One table, Make.com vs OpenClaw
Summary: Make wins on complex flows and SaaS integration breadth. OpenClaw wins on AI reasoning and multi-turn conversation. ZenClaw compresses OpenClaw’s onboarding from days to 9 seconds.
| Aspect | Make.com | OpenClaw (self-host) | ZenClaw (OpenClaw in 9 seconds) |
|---|---|---|---|
| Type | Visual workflow builder | AI agent framework | Managed AI agent |
| Reasoning model | Fixed logic per scenario node | LLM autonomous reasoning | LLM autonomous reasoning |
| Conversation interface | DIY | Built-in multi-channel | ✅ Telegram, LINE, Teams |
| Multi-turn memory | DIY storage | Enabled by default | ✅ Enabled by default |
| Integration breadth | Thousands of apps | Skills / plugins | Same |
| Time to ship | Minutes to hours to wire nodes | Hours to weeks | 9 seconds |
| Technical barrier | Low to medium | Medium to high (Node, Docker, OpenShell) | None |
| Billing | Per-operation or monthly | Server + API on you | Business $400 / $800 / $1,200 per month |
| Data residency | Make’s infrastructure | Your host | Your ZenClaw instance |
When to pick Make vs OpenClaw
Rule of thumb: if the flow is mainly “move data + apply conditions,” pick Make. If it’s mainly “understand a user and converse with them,” pick OpenClaw.
Pick Make.com if you:
- Need to wire 10+ SaaS apps into a complex backend flow
- Have a flow with predefinable logic (ETL, scheduling, batch jobs)

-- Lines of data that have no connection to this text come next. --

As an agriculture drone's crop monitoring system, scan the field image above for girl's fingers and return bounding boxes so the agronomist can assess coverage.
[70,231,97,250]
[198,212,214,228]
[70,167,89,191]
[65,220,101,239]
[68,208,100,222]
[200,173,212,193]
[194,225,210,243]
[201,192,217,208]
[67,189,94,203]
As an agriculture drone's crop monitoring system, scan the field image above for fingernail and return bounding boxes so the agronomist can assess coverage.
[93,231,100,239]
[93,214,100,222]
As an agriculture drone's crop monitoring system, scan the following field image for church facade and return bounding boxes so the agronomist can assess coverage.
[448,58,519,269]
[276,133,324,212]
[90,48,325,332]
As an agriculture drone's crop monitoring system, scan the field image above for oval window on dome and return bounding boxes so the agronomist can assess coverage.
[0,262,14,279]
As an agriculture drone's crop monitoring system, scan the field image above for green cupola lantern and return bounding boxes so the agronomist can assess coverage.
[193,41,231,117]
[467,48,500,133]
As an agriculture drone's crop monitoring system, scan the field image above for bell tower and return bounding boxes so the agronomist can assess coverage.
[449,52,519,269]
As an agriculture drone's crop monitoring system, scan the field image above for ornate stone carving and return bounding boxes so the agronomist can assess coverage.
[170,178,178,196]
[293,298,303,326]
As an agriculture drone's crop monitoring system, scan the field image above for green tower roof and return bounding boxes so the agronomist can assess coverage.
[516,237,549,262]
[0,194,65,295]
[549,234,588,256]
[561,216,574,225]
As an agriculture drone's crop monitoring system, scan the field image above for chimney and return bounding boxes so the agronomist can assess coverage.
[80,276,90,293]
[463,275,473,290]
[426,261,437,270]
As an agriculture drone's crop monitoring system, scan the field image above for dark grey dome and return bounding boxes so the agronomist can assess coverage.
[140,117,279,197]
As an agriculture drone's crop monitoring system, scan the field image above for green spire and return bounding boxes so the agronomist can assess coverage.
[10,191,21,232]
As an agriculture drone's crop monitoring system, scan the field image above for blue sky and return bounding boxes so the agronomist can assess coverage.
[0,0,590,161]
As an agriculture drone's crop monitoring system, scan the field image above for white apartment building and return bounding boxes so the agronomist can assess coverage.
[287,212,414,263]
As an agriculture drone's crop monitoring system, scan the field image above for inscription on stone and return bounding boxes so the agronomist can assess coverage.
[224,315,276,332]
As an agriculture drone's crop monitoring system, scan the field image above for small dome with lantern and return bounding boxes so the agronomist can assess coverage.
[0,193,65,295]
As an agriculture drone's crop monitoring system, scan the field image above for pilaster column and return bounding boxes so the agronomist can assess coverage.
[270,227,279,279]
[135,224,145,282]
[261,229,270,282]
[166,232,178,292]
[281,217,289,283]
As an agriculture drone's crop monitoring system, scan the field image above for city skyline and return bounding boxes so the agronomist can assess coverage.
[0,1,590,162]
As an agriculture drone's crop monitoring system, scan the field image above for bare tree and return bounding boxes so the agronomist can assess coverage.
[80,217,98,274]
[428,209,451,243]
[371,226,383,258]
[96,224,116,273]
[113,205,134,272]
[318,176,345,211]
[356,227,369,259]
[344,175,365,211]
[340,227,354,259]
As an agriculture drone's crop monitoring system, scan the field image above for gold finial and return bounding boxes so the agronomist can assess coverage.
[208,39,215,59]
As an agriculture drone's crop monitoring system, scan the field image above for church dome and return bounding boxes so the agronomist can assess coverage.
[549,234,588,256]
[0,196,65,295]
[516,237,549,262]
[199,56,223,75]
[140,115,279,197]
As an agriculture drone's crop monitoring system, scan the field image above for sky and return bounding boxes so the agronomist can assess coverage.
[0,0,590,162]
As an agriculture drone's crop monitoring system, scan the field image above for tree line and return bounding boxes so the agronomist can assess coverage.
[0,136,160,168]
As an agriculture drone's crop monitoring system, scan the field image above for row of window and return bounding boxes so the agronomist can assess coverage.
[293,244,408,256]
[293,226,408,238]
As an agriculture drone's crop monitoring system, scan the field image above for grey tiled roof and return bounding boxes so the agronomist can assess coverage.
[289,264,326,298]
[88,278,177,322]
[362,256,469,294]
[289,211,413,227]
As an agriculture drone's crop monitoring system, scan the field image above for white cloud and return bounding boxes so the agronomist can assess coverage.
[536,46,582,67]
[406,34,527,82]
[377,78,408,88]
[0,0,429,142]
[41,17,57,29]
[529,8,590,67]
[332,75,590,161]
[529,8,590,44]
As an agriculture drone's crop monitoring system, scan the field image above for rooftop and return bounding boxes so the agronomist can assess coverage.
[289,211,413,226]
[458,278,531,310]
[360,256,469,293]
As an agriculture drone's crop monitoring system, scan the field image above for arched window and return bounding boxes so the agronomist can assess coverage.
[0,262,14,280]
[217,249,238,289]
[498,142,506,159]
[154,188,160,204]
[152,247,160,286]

- Need strong error handling and retries
- Have a team that thinks visually on a canvas
Pick OpenClaw (via ZenClaw) if you:
- Want users talking to AI directly in Telegram / LINE / Teams
- Need context-aware, multi-turn conversation
- Want AI deciding autonomously which tools to call
- Care about data not flowing through a third-party SaaS
The “use both” case is common: OpenClaw faces users while webhooking to Make for complex backend plumbing. AI handles understanding, Make handles execution — each plays to its strength.
AI-native: the fastest way to try OpenClaw
If you want “AI that decides the next step” live in your product, the shortest path is ZenClaw. 9-second deploy, HTTPS by default, budget caps preset, plans include a NemoClaw sandbox (NVIDIA’s security-hardened build, announced at GTC on March 16, 2026, currently an Alpha early preview).
Three steps:
- Sign in at zenclaw.ai
- Click “Hire AI Employees Now” → in the dashboard, click “Add New OpenClaw Installation”
- Wait 9 seconds → you get an HTTPS URL at
yourname.zenclaw.bot, an admin dashboard, and Telegram / LINE / Microsoft Teams connection panels
OpenClaw’s default gateway port is 18789. HTTPS certs, DNS, firewall rules, and budget caps are all preconfigured. That’s the part of the managed service that saves MixerBox AI customers the most time.
Wrap-up
Make.com is a strong visual workflow builder — great for complex backend flows. OpenClaw is a strong AI agent — great for conversational scenarios. Different positions, they can coexist. If you want to try OpenClaw, don’t burn your weekend on Node versions and Docker debugging — ZenClaw spins one up in 9 seconds, and connecting Telegram is click-and-go.